The News
Thursday 25 of April 2024

UK Royals Make Pretzels, Visit German Cancer Research Center


Britain's Prince William, (R) and his wife Kate, the Duchess of Cambridge (L) arrive at German Cancer Research Center in Heidelberg, Germany, Thursday, July 20, 2017,photo: dpa/Christoph Schmidt, via AP
Britain's Prince William, (R) and his wife Kate, the Duchess of Cambridge (L) arrive at German Cancer Research Center in Heidelberg, Germany, Thursday, July 20, 2017,photo: dpa/Christoph Schmidt, via AP
Prince William and his wife, Kate, took to the waters of the Neckar river on Thursday afternoon, coxing two opposing boats in a race of rowers from Heidelberg and its twin city Cambridge

HEIDELBERG, Germany – The Duke and Duchess of Cambridge joined a rowing regatta, visited a cancer research center and made pretzels in the university city of Heidelberg on the second day of their visit to Germany.

Prince William and his wife, Kate, took to the waters of the Neckar river on Thursday afternoon, coxing two opposing boats in a race of rowers from Heidelberg and its twin city Cambridge.

With German onlookers cheering the royal couple everywhere they showed up, they also practiced shaping pretzels at a British-German market in downtown Heidelberg, tried a local vintner’s wine and made sugar canes, the German news agency dpa reported.

“This visit is an enormous honor for us,” Mayor Eckart Wuerzner said.
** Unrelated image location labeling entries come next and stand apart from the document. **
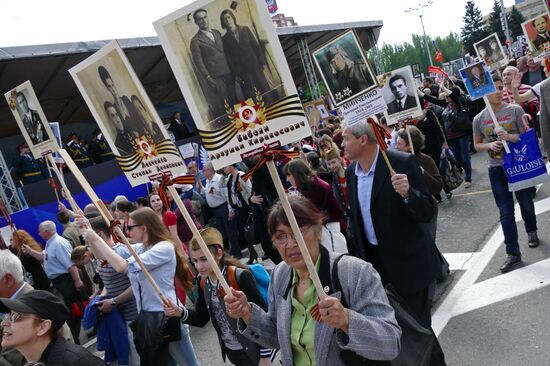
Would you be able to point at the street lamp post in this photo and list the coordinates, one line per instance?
(418, 10)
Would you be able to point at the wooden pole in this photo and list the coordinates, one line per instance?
(206, 252)
(70, 199)
(106, 214)
(51, 177)
(296, 230)
(498, 127)
(410, 138)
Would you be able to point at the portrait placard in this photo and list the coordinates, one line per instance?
(127, 118)
(399, 92)
(57, 134)
(233, 74)
(478, 80)
(490, 50)
(365, 105)
(456, 66)
(416, 69)
(537, 31)
(31, 120)
(344, 68)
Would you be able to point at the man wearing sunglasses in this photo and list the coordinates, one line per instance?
(12, 286)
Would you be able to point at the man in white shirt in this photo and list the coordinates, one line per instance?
(215, 194)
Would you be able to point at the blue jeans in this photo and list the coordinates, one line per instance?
(505, 202)
(461, 150)
(182, 351)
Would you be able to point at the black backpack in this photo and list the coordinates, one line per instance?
(416, 341)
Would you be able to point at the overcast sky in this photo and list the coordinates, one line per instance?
(58, 21)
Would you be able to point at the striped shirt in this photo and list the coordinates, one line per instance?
(508, 96)
(115, 284)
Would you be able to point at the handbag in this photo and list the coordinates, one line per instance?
(416, 340)
(153, 328)
(524, 166)
(250, 228)
(450, 171)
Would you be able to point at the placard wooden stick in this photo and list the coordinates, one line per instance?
(296, 230)
(498, 127)
(68, 195)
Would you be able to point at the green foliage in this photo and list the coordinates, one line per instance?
(515, 18)
(403, 54)
(474, 29)
(495, 22)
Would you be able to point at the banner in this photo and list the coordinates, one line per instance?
(478, 80)
(233, 74)
(127, 118)
(344, 68)
(365, 105)
(399, 92)
(490, 50)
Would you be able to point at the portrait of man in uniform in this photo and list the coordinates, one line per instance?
(399, 89)
(344, 68)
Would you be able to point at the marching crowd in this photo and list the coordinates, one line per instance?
(344, 197)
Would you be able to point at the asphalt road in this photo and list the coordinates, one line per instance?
(482, 317)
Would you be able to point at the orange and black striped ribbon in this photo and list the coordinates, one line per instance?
(167, 181)
(380, 133)
(271, 155)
Britain’s Prince William and his wife Kate, the Duchess of Cambridge, take part in a Regatta of the river Neckar in Heidelberg, Germany, Thursday, July 20, 2017. Photo: AP/Matthias Schrader

Earlier Thursday, William and Kate also toured the German Cancer Research Center, peering through a microscope for a glimpse of the facility’s work. British researcher Michael Milsom, an expert in the development of blood stem cells, said he could never have dreamed of presenting his research to his future king.
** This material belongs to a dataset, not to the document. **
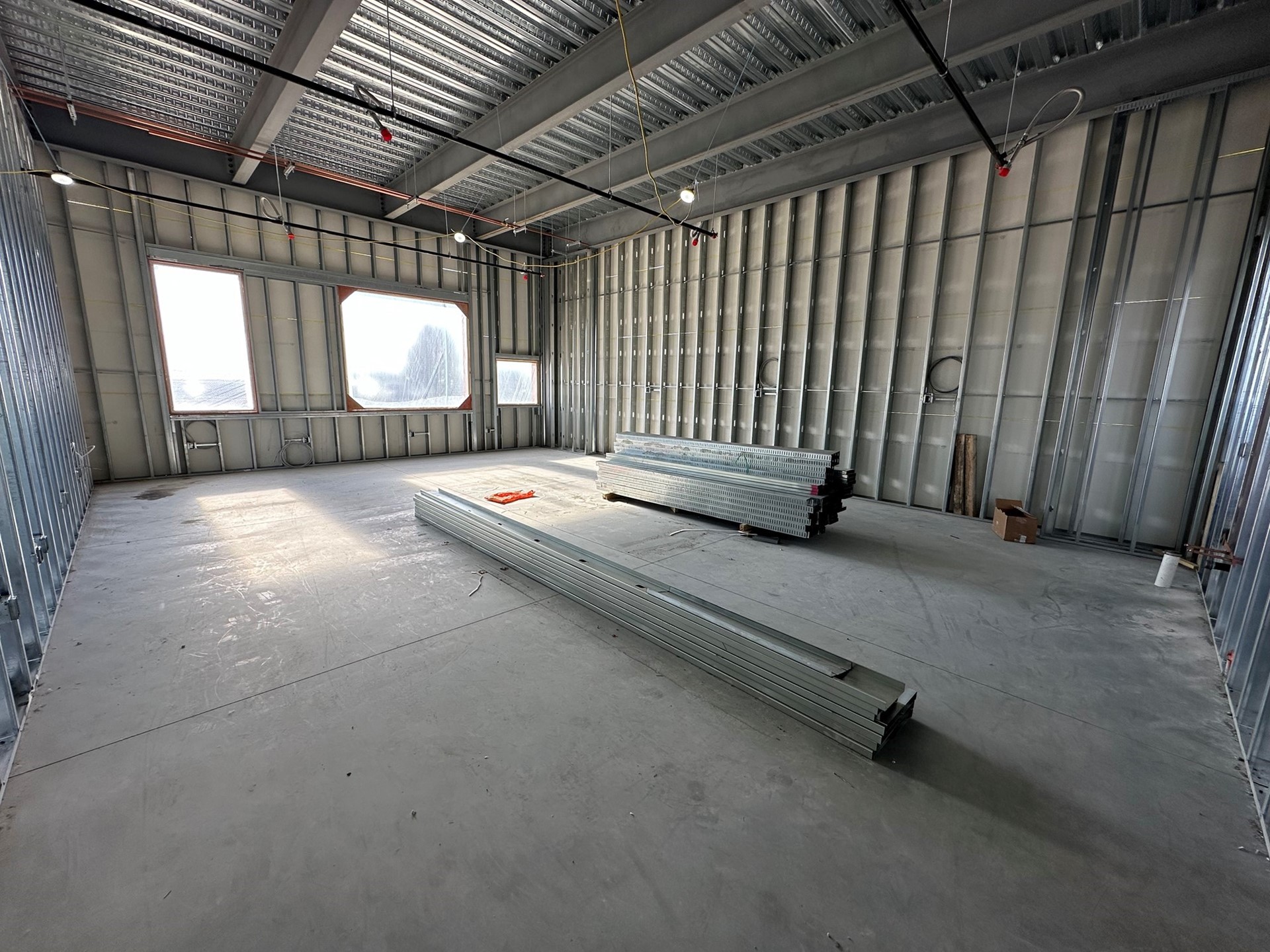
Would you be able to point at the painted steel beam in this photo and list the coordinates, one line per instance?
(882, 63)
(657, 32)
(1206, 50)
(312, 30)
The Baden-Wuerttemberg state governor, Winfried Kretschmann, gave the couple a specially made cuckoo clock with a British flag. Prince George and Princess Charlotte were given teddy bears with their names embroidered on them.

In the evening, the Duke and Duchess were returning to Berlin to attend a reception at the city’s famed Claerchens Ballhaus, one of the last remaining Berlin ballrooms, which opened in 1913.